With the end of the year approaching, it’s an ideal moment to review your 401(k) plans, implement any required changes, and focus on ways to keep costs down. Plan sponsors have a fiduciary duty to safeguard employees’ retirement accounts and a periodic review of your plans is a vital, required, and revealing exercise.
This is the time to benchmark all service providers, investments, and plan costs. Service providers should be monitored through an RFP process — ideally every three to five years — to ensure that the services received and fees paid are reasonable and meet the needs of the plan. You may find that the plan fees are not appropriate for the size of the plan’s assets.
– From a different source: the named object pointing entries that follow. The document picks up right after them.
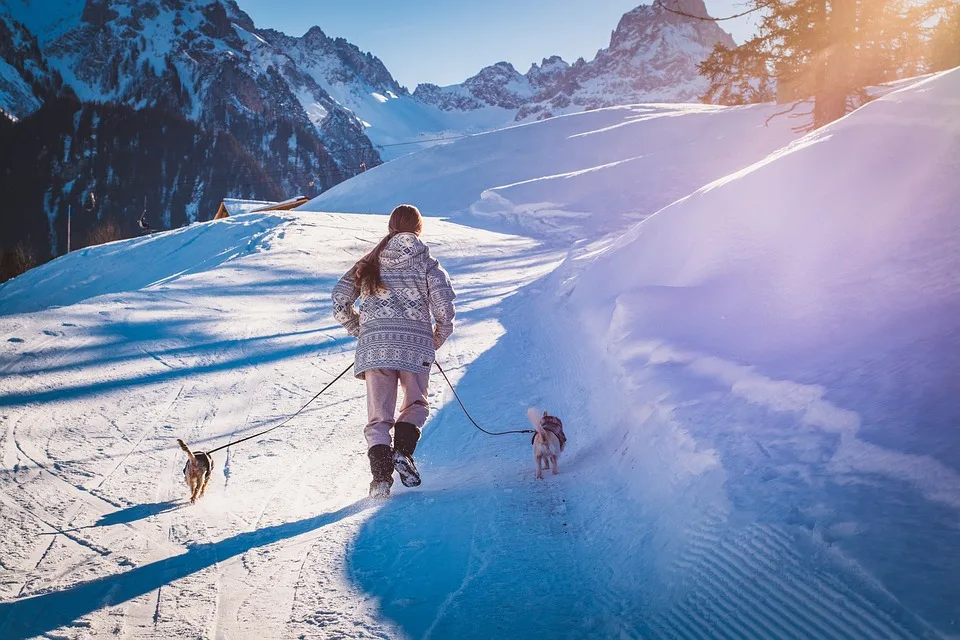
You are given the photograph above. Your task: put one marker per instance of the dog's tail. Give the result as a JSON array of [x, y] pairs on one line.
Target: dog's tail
[[183, 445], [533, 415]]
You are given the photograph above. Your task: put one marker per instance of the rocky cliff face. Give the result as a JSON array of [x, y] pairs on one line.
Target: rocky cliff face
[[652, 57]]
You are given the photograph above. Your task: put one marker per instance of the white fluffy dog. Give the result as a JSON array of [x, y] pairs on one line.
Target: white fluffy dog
[[548, 441]]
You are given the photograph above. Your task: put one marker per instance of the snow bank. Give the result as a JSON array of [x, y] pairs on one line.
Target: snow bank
[[585, 173], [787, 343], [855, 227]]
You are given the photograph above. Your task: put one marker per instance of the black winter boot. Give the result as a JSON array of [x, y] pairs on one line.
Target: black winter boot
[[381, 467], [405, 437]]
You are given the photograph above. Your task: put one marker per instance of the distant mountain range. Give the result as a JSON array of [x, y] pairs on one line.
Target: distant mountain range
[[253, 112]]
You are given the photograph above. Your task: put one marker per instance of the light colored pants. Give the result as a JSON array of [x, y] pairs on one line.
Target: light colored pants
[[382, 402]]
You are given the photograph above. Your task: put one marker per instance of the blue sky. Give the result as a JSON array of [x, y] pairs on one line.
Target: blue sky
[[447, 41]]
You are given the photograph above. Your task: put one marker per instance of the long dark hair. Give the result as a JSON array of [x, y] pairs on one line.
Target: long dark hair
[[405, 219]]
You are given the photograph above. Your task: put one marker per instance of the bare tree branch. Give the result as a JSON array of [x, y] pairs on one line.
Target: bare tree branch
[[789, 110], [659, 3]]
Obtaining an independent review of the proper allocation of investment options for the employees as well as fees can be very valuable and imperative to comply with your fiduciary duties. JoanAnn Natola, Co-Managing Partner of Element Financial Group notes, “Plan investment options should be benchmarked at least on an annual basis against performance, overall objectives, and the goals of the plan as outlined in the Investment Policy Statements.” Natola adds that options that are not meeting those standards should be removed. “The Department of Labor (DOL) has made it clear that plan investment operations will not be evaluated by performance results, but by the processes they employ in achieving those results,” says Natola.
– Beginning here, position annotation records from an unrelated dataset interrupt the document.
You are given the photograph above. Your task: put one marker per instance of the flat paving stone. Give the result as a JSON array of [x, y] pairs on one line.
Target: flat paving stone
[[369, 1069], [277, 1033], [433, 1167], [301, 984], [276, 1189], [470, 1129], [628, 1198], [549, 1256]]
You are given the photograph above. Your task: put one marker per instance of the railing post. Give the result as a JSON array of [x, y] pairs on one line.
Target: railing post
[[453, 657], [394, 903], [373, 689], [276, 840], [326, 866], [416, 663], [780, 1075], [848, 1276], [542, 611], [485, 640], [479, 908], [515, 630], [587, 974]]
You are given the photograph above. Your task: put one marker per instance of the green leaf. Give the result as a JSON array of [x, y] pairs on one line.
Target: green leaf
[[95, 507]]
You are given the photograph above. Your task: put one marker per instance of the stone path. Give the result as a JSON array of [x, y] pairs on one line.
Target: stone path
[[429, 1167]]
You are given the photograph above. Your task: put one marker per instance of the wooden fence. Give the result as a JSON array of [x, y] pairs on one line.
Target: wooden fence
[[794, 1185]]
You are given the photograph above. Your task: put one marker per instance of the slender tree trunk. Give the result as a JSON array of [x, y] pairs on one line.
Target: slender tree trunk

A rebounding economy can impact your plan in a number of ways. If the firm hired new employees during the year, determine the number of participant’s changes that were made. You may find that the plan is required to be audited if it has reached certain thresholds — even if that threshold is exceeded by one participant. Also, if the firm decides to match employee contributions, you will need to gauge if the match is in compliance with the plan document. You may have to satisfy a number of questions. Does the match have to be funded monthly or annually at the end of the year? Have employees been properly notified of the employer match?
It is prudent to make sure that you know where all records are stored. Should the DOL need to review any of your records, you want to be positioned to find them easily and promptly. For the sake of security and efficiency, more than one responsible person should know where the records are maintained.